By Ray Hickson
Kerrin McEvoy knew Sydney had backed a winner hours before he became the toast of Randwick by winning the inaugural running of The Everest on Redzel.
The champion jockey said there’s little doubt the Everest concept has set a new benchmark for Sydney racing and he could feel it right from the start.
“It was on from race one, you knew it was going to have a different feel to it,’’ McEvoy said.
“It was unlike any other Sydney race day, that’s what you want to see on a big day at Randwick.
“I’m looking forward to seeing how it is going to evolve even further.’’
Over 33,000 people flocked to Randwick for The Everest and McEvoy said he felt the crowd was really engaged with the race day.
It was most evident in the lead up to The Everest, with the jockeys being introduced to the people, and when the gates opened there was a roar that is very rarely seen in Sydney.
“I liken it to a Cox Plate feel,’’ McEvoy said.
“It was electric, it’s something different and everyone was hanging on every horse’s step and there was a real focus on each race given the quality that was on offer.
“It was a great atmosphere and obviously I was the beneficiary of winning The Everest so I was probably feeling it more than anyone.
“I can tell you it was a bloody good feeling and I’m sure there’s plenty of other jockeys out there striving to feel what I felt on Saturday.’’
Redzel took his earnings to just under $8 million by becoming the inaugural Everest winner and in doing so established himself as one of the best sprinters in the country.
His rise to the top has been remarkable and McEvoy said it’s a testament to trainers Peter and Paul Snowden and how they prepare their horses.
While he was always confident the gelding would run well he knew he couldn’t make any mistakes.
“I knew we had a good chance in the race but it felt like it was too far away to grasp given the quality of the race,’’ he said.
“I went there knowing we had to get it all done correctly and we were able to achieve it.
— Australian Turf Club (@atc_races) October 14, 2017
“It was a privilege to be on the back of him, he’s a lovely horse to ride and is very straightforward.

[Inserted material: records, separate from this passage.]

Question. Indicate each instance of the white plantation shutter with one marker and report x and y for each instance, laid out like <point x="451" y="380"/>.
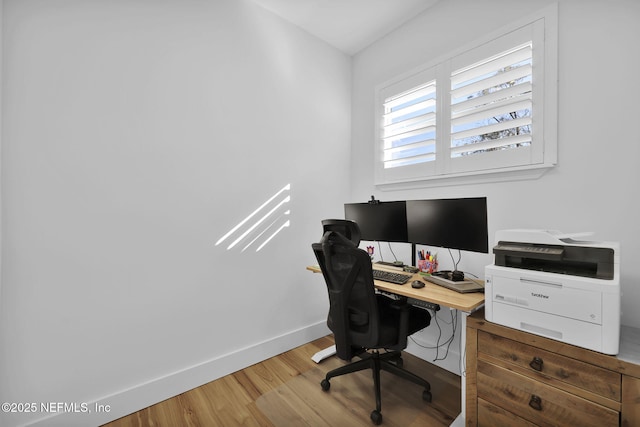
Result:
<point x="409" y="125"/>
<point x="488" y="109"/>
<point x="491" y="103"/>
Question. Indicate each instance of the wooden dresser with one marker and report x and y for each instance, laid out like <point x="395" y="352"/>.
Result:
<point x="514" y="378"/>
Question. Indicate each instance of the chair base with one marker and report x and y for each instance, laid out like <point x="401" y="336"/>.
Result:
<point x="390" y="362"/>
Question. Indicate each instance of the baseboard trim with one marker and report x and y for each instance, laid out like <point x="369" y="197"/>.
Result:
<point x="146" y="394"/>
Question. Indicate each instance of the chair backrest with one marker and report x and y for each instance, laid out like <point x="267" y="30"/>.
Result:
<point x="346" y="227"/>
<point x="353" y="307"/>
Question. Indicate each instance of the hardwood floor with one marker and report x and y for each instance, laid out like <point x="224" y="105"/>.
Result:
<point x="260" y="394"/>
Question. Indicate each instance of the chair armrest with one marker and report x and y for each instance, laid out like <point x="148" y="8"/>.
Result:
<point x="403" y="327"/>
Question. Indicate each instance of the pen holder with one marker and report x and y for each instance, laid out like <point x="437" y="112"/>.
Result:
<point x="427" y="266"/>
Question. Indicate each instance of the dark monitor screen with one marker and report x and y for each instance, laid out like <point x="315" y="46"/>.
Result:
<point x="449" y="223"/>
<point x="382" y="221"/>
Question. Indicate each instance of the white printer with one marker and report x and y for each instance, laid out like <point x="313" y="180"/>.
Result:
<point x="549" y="284"/>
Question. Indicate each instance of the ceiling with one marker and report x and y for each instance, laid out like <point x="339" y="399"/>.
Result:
<point x="349" y="25"/>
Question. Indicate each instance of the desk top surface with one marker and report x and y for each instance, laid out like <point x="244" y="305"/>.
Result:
<point x="431" y="292"/>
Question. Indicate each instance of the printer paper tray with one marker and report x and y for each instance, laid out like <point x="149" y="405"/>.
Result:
<point x="571" y="331"/>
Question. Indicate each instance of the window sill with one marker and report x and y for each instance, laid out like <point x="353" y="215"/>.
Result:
<point x="478" y="177"/>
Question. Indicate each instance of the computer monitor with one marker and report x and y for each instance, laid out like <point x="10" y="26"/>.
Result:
<point x="380" y="221"/>
<point x="449" y="223"/>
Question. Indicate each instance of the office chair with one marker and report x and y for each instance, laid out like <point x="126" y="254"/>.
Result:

He’s a cruiser in the morning, does his job without any fuss, and goes to work on race day.
“He’s first out of the barriers and travels wherever you want him and goes when you want him to go. He’s a real jockey’s dream and I’m sure Peter and Paul would say he’s a trainer’s dream.

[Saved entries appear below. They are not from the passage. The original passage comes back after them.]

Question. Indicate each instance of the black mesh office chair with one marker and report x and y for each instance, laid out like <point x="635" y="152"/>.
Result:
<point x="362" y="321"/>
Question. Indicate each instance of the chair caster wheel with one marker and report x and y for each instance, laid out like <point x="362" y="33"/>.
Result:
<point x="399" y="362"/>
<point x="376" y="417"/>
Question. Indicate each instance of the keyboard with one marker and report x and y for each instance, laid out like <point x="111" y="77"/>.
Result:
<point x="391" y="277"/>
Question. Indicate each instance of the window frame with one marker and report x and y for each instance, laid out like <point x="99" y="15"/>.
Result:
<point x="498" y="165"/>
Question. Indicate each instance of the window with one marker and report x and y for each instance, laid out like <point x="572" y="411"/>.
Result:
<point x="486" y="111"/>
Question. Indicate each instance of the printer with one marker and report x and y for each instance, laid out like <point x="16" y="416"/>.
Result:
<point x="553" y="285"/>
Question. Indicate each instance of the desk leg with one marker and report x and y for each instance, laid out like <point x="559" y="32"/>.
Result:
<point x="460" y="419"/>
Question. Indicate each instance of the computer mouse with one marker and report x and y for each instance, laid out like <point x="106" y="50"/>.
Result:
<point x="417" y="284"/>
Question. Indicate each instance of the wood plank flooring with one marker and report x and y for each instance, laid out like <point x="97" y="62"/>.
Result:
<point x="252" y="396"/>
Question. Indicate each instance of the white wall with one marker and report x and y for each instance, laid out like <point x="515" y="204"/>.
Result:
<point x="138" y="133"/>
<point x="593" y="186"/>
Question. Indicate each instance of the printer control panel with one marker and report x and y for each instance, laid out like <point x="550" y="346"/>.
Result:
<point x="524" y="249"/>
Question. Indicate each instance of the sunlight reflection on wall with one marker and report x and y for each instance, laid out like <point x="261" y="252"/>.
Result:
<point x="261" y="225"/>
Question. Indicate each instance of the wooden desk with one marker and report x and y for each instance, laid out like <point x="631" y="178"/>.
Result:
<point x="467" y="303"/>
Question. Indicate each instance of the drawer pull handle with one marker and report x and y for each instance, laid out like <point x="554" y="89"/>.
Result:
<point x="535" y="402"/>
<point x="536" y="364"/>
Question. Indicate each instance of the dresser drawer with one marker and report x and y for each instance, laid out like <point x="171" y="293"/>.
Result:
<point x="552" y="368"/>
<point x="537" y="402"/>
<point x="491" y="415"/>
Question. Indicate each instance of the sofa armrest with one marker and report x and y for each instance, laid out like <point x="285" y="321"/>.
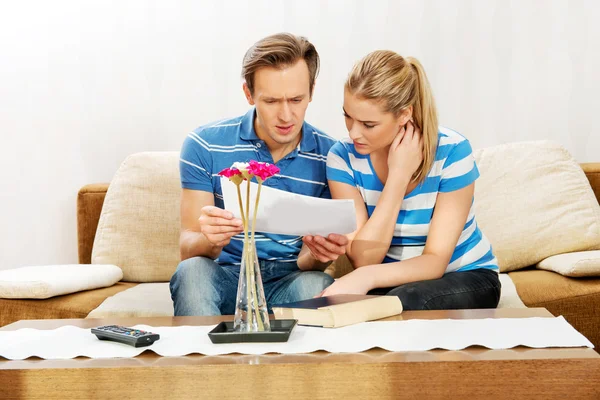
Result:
<point x="592" y="171"/>
<point x="89" y="206"/>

“It was just a fantastic feeling on what was a great first Everest day in Sydney.’’
Of course around 24 hours after his Everest win McEvoy produced a 10 out of 10 ride to win the Cranbourne Cup on Godolphin import Folkswood.
It gave the weekend an appropriate, yet slightly ironic, twist given McEvoy was Godolphin’s (then Darley) number one rider in Australia when Peter Snowden was at the helm until 2014.
Since going solo, McEvoy has won 18 Group 1 races, plus an Everest, while the Snowdens have won 11 Group 1 races.